Holding on to grammatology, we can see how we have privileged only the sense of vision and have used it to legitimate all thinking. The etymology of the word Idea (idein) , the smallest unit of thought comes from the Greek root that means the look of a thing. The same is true of the Latin, video which means ‘I see’. Ideas are therefore, abstract pictures. Maybe this is the reason we have the metaphor of light and darkness related to the coming to enlightenment through ideas. Somehow the entire history of Western thought is linked to this coming to light through ideas. Perhaps, it has its roots in Socrates who believed in the luminous power of ideas. This is why Jacques Derrida is right in describing the entire Western Philosophy as a photology. If we can think that thinking is a form of writing following Derrida’s grammatology than we can say that we are writing our thoughts with our eyes. All thinking is oculo-centric and is deeply conditioned by metaphors of light and darkness. This means we have enframed our thinking into visibility and presence. This is why Derrida accuses Western thought of suffering from logocentrism that thinks from the privileged position of presence. This logocentric thinking has its limitations and we cannot adequately respond to the new world of the internet and the allied big data analytics using it alone.
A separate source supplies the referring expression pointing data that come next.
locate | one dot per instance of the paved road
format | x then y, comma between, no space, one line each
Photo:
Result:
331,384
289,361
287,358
Derrida’s effort to replace/ displace an idea (basic unit of thinking) that is rooted mainly in the sense of vision with force is praise worthy. He does this to derail the dominance of the sense of seeing (and hearing) and tries to bring a new balance of the senses of smell, touch and taste. This is done because there are relations between the sense (intelligible) and the sensible. We have so far depended on the senses of vision and hearing to produce the sense of the world. Derrida tried to displace this mode of thinking and produce knowledge by trying to set the sense of smell and taste as the new ground for the basic units / alphabets of thinking. This is important because it opens us to the world of aesthetics/ tastes that rules us as we explore the internet. It is our aesthetic inclinations that hold us glued to the internet and also offer the data footprints to the big data analytics. This means the form of writing/ grammatology of the internet is different. It intensively intermediates the world of aesthetics and excites and triggers our tastes. This is the reason why we need a new grammar of thinking. We need new basic units of thinking( philosphemes) to understand and respond to it.
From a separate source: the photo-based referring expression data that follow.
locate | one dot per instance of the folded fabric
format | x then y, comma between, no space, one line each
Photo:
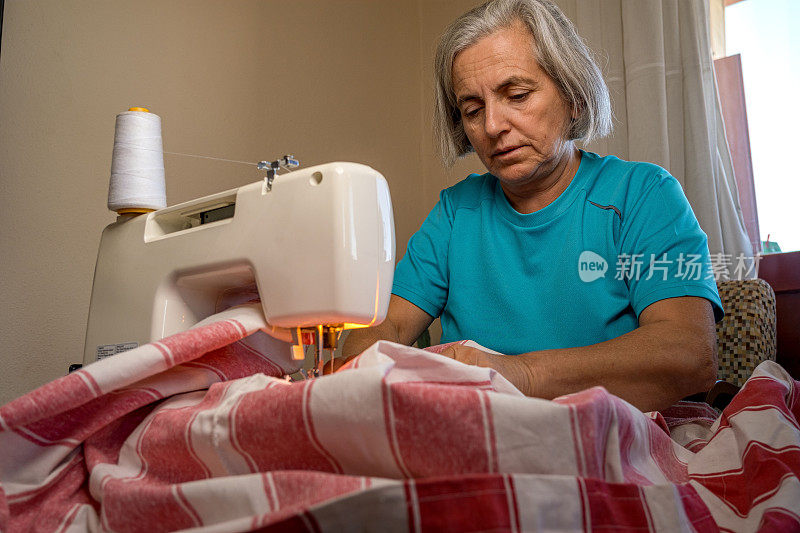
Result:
199,430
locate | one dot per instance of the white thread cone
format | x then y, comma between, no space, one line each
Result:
137,163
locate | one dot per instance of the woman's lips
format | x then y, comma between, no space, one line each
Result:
508,151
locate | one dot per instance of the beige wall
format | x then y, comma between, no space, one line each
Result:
240,79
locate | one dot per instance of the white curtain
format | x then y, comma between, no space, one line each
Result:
656,59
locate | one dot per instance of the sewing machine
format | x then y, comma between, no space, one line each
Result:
318,244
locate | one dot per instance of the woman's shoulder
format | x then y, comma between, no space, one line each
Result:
612,174
622,183
470,192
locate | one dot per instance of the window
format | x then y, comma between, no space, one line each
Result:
761,31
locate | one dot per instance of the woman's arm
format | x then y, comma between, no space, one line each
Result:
404,323
671,355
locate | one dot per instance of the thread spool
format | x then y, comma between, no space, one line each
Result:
137,164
It is only by stepping outside the cave of thinking that reduces all thought to a luminous disclosure may be we will be enabled to think of the changed condition that afflicts us with arrival of the smart phone in our idiotic hands. Force becomes a new unit of thought as it enables us to capture the fast paced dynamic world as well as it enables us to understand how it triggers, enforces and energizes us as we swim like ducks in the worlds of the internet. While we do not have to debunk the contribution of the eye to our thinking (which is a form of writing), we have to embrace energetics of intensive thinking modes that are rooted in our tastes. The world of the internet sets us on to dance of pulsation locking us into effects, affects and sensations which transcend the cognitive modes of thinking. In fact, we have become subjects of the network communication technology, seamlessly jumping from one site to another, quickly forgetting the cognitive resonance of meaning while holding on to the aesthetic ones that satisfy our big appetite for ‘tastes’. This means we have now stepped into the decorative, ornamental sides of life and are trapped into an infinite dance of substitutes. Nothing seems to be fully satiating our tastes even when we are surfing an inexhaustible digital world.
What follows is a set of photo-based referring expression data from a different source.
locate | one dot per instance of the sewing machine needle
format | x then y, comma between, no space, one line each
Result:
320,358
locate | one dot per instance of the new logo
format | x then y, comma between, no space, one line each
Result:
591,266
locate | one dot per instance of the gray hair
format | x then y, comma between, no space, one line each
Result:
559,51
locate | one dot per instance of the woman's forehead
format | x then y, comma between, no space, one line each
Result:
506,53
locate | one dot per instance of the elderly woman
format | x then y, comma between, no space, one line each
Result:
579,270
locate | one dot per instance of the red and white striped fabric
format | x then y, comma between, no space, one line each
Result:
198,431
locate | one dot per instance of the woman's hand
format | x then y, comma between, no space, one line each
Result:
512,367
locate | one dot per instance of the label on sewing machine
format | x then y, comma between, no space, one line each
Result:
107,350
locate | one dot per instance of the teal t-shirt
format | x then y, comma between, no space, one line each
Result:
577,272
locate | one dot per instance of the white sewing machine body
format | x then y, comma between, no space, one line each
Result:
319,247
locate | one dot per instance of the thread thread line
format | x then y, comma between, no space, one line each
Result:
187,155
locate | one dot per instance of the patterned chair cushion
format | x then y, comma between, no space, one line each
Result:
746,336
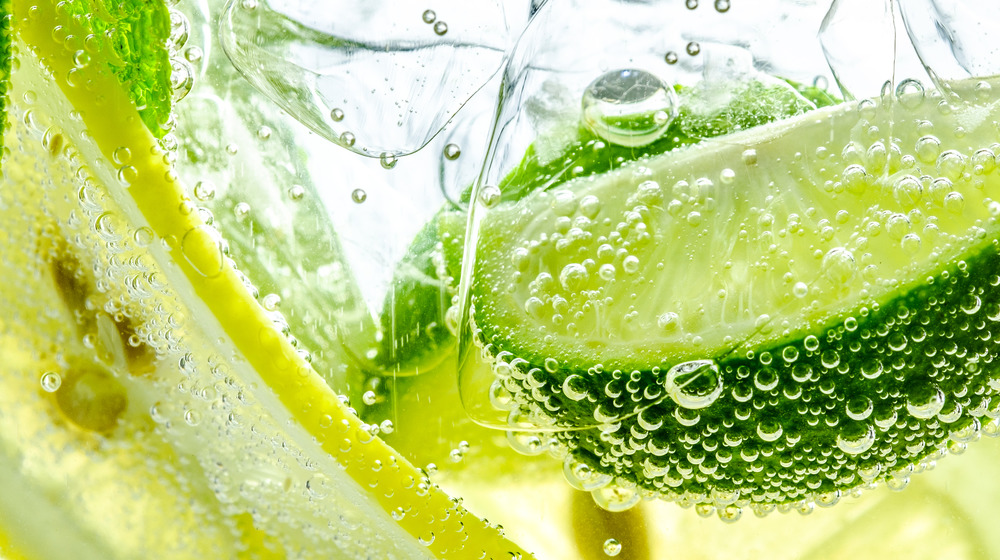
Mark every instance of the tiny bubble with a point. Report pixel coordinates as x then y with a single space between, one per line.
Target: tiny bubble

The new worlds in the Internet have put us back into what may be called a complex form of hieroglyphs of the Egyptians. The Hieroglyphs used pictures as alphabets. Thus, using pictures or images Egyptians wrote. Hieroglyphics are phonocentric. The digital world uses sonic, ideographic , graphic and pictographic images to write its texts. These texts cannot be only passively or intellectually read. They fully involve us. It often seems to numb our cognitive abilities and imprison us into the sensorial world of aesthetics. This is why we have to make sense of the grammatology of the digital world to offer our creative and emancipative response. Derrida’s effort to base thinking into the new alphabets away from sight and hearing can be seen as actualized in the work of Deleuze and Gauttari who use the imagery of intensive flows / riding of the waves to show how we are affected by conditions that produce effects in us. Often these effects lead us to mindlessly riding the flows. But Deleuze and Gauttrari teach us to open lines of flight and move away from these enslaving flows. Therefore, thinking of life as a form of writing offers us ways of writing life under erasure as well as writing differently from the master texts that often enslave us and inhibit our thinking by closing it within the coordinates of its boundaries. We need to embrace grammatology to respond to the new world of the internet.